Does Finley really see teachers as ordinary workers? Is that how Nolan appreciates--"as a father and father-in-law of public school teachers", (Teacher perks bleed budget dry, Finley Editorial, DN, 10/4/09) the role and work of professional educators, even those in his immediate family circle? If so, how sad.

And as for the benefits Nolan and the Mackinac/Heritage howlers rage on about:  Where are those health dollars spent? In Wisconsin?

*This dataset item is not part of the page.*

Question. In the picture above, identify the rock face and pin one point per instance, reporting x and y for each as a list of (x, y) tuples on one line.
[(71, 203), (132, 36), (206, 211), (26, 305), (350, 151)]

What value do MESSA dollars add to the entire medical economy? To what degree do school employees continue to underwrite the under-insured and the uninsured, who seek emergency care in places like the Amway invested medical operation in Grand Rapids--a billion dollar health complex?

How many teachers do you think, holding a MESSA administrated Michigan Blue Cross health package, are turned away from admission by Amway's endorsed and sponsored Spectrum Health? None of course, they are VERY WELCOME. MESSA clients help pay the bills for those unable to pay their way.

The local economies of so many of our communities and towns are greatly enriched and sustained by the local dollars spent and invested by school employees and their ancillary efforts to build other community organizations, volunteer undertakings, and churches.

Nolan, it's time you think for yourself and step up to the plate for Michigan's future in a positive and helpful way.